Arutz Sheva reporter shocked to find Knesset has banned scroll dedicated to partisan fighters for being a 'donation.'

Eliran Aharon ,

Sefer Torah - banned from Knesset?
Sefer Torah - banned from Knesset?
Knesset spokesperson

Sefer Torah (Torah scroll) donated to the Knesset has disappeared just one day after the event, Arutz Sheva discovered in an independent investigation Wednesday, based on what may be a double standard about accepting gifts. 

The dedication ceremony for the Torah scroll, which was donated to the Knesset official synagogue, was held Tuesday night. The scroll was written in the memory of hundreds of thousands of IDF soldiers, partisan fighters, and Jews who risked their lives in the war against the Nazis and collaborators. 

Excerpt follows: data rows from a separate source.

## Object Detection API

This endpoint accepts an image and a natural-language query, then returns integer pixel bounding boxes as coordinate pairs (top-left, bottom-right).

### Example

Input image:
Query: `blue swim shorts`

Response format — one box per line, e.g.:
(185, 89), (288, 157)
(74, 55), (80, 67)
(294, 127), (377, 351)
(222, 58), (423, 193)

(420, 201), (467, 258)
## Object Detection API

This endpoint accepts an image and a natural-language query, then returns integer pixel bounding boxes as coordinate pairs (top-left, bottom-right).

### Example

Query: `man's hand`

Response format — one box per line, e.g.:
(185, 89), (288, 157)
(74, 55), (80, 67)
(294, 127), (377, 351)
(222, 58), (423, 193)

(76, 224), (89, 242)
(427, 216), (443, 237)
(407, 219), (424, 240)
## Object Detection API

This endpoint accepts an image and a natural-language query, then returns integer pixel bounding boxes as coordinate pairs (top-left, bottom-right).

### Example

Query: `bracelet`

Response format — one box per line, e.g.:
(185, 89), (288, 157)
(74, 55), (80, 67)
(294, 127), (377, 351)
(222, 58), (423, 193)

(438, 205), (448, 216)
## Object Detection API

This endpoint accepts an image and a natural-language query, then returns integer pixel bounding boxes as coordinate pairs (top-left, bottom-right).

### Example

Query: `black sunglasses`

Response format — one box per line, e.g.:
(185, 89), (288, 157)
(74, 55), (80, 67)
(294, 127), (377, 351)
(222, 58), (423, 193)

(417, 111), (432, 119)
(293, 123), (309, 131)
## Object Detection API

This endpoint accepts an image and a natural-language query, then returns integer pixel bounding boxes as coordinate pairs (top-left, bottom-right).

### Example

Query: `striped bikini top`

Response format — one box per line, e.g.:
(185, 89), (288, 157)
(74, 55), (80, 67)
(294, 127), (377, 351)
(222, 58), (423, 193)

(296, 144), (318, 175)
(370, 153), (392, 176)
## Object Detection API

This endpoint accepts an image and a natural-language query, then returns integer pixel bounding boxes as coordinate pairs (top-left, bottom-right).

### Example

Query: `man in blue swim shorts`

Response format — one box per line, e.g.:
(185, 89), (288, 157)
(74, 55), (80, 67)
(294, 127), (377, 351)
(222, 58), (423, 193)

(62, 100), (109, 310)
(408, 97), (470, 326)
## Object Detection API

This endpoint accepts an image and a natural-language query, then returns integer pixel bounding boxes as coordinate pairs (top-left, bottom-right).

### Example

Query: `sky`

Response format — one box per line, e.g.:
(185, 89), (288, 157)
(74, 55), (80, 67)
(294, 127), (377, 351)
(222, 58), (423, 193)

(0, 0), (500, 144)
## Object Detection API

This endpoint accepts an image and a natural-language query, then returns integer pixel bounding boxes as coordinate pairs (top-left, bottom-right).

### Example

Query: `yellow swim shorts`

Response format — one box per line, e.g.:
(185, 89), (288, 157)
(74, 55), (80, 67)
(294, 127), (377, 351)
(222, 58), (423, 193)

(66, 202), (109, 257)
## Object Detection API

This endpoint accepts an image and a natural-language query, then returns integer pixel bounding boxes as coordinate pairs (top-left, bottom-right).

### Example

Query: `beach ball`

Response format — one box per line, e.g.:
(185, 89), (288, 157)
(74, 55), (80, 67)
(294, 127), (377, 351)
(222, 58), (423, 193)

The ceremony was attended, among others, by Speaker of the Knesset Yuli Edelstein (Likud), ministers, MKs, the Chief Rabbi of Tel Aviv-Jaffa Rabbi Yisrael Meir Lau, the president of the Conference of European Rabbis, Rabbi Pinchas Goldschmidt, ambassadors and representatives of Allied Veterans.

But when one Arutz Sheva reporter visited the synagogue Wednesday morning for prayers, the Torah scroll had disappeared. 

After checking with the Attorney General's Office (AGO), advisor Eyal Yinon stated to Arutz Sheva that the Knesset has banned the scroll from being brought into the official synagogue as a gift on the grounds of an official Knesset policy against accepting contributions. 

"His [Attorney General Yehuda Weinstein - ed.] position is that the Knesset should refrain from accepting gifts and donations from bodies and individuals, and indeed in recent years the synagogue was careful to routinely reject proposals and requests for donations to the Knesset, including donations to the synagogue," the office stated. "The situation is different when a gift is given to the Knesset by a foreign head of state [...] as is customary in this type of meetings between the two sides exchanged gifts." 

Despite this, tens of paintings and other artworks in the Knesset have been donated by various officials, countries, and organizations. 

A source involved with the fiasco revealed to Arutz Sheva that all who were involved in the ceremony are "shocked," and slammed bad judgement on account of the AGO, when donated Marc Chagall artworks decorate the synagogue.

"We look forward to overturning the decision immediately," the source added.